Ryoo, who worked as an IST professor at Penn State Altoona before being named chancellor at Penn State DuBois in January, came back to the piano only in his late 40s. “Call it a midlife crisis, but I thought, ‘If I don’t do this, I’m going to regret it for the rest of my life,” Ryoo says. He signed up with his sons’ piano teacher, Anne Marie Hildebrandt, and set himself an ambitious first assignment: Mastering Frédéric Chopin’s Nocturne No. 20 in C sharp minor. “My teacher told me, and I knew this, that being an adult learner, I may never become a professional pianist—but that didn’t matter to me. My goal is to enjoy the music and be able to really perform well in front of an audience, even if I am an amateur,” he says.

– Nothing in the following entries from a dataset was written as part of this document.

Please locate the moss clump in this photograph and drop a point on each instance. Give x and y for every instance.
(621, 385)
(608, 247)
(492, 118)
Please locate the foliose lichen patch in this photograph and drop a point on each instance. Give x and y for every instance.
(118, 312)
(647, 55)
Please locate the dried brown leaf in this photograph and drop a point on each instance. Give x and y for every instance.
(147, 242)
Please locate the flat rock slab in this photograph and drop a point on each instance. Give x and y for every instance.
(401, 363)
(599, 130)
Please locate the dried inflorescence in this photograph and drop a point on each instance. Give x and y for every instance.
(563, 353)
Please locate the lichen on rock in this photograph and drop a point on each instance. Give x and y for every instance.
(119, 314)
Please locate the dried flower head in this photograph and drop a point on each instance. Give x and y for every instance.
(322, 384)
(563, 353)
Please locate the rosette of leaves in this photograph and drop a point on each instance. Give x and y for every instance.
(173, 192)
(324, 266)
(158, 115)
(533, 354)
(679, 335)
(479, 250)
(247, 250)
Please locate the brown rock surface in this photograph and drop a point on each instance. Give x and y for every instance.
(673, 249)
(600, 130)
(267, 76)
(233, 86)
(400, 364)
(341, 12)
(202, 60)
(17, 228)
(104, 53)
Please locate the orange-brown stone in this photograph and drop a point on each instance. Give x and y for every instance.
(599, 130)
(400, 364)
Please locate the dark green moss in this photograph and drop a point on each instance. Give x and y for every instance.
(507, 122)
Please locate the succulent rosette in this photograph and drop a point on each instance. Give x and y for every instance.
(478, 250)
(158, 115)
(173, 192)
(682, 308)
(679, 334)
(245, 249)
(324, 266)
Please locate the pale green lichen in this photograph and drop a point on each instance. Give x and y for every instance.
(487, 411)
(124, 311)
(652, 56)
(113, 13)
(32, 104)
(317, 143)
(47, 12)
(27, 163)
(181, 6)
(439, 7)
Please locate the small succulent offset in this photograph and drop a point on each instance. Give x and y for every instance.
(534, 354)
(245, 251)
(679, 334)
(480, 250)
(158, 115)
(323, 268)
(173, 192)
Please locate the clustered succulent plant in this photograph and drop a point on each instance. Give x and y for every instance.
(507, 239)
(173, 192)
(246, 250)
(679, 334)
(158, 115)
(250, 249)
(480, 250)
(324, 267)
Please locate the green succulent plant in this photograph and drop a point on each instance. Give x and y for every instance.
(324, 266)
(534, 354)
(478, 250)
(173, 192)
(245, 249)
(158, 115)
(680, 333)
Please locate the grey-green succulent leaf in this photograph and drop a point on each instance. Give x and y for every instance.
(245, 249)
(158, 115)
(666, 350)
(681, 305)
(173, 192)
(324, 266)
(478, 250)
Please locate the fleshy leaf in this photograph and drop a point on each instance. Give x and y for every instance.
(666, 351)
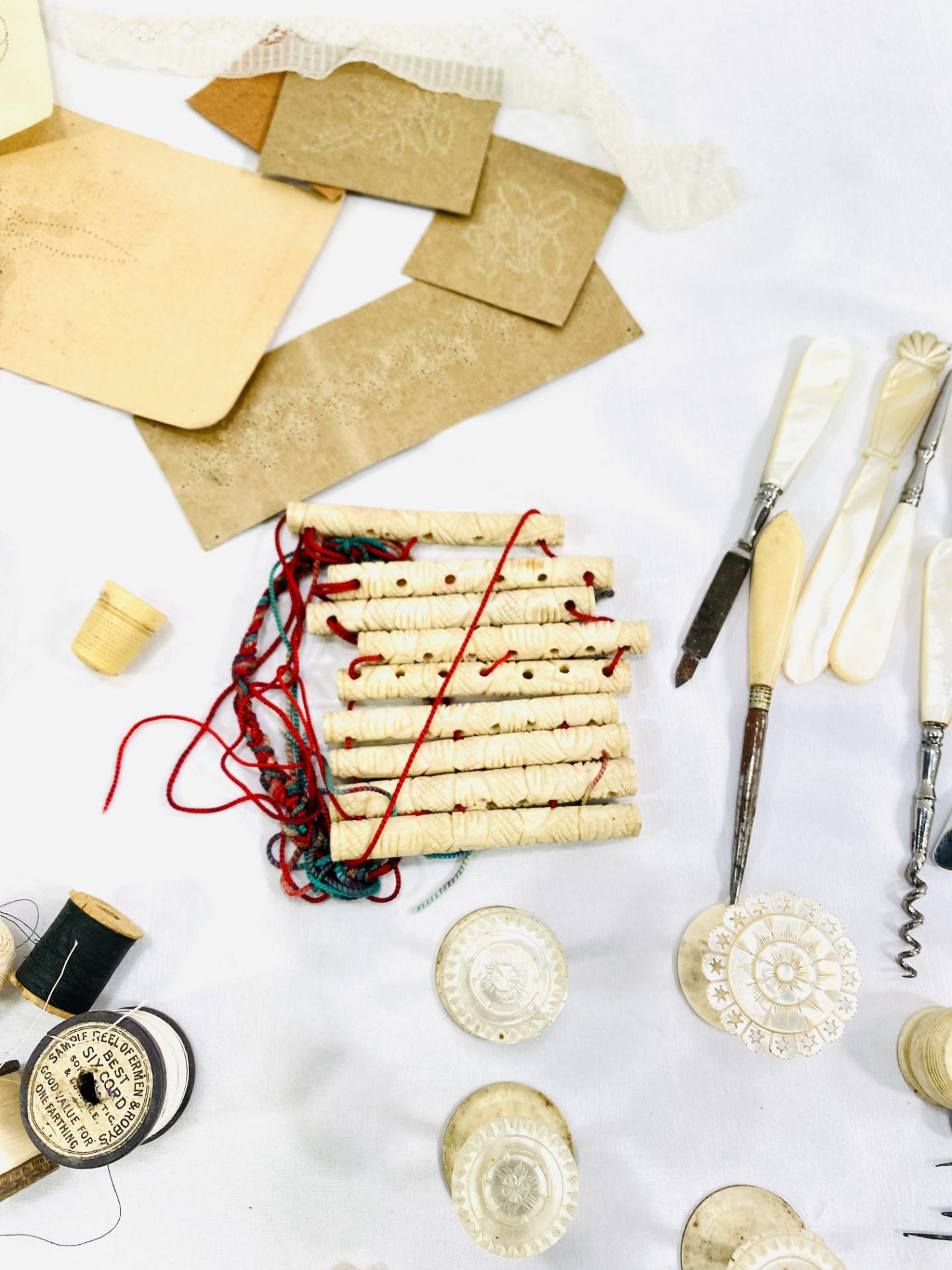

Two years and countless hours of practice later, Ryoo finally performed the nocturne. In the time since, he’s tackled many other demanding pieces, including Beethoven’s Sonata “Pathétique,” Claude Debussy’s Arabesque, and another Chopin nocturne. Ryoo plays every day: He has both an upright and a grand piano in his house, and he keeps a digital keyboard in his office. He sings, too: On his YouTube channel, Ryoo and his friend Rick Kazman, a professor at the University of Hawaii, perform harmonized duets of popular songs.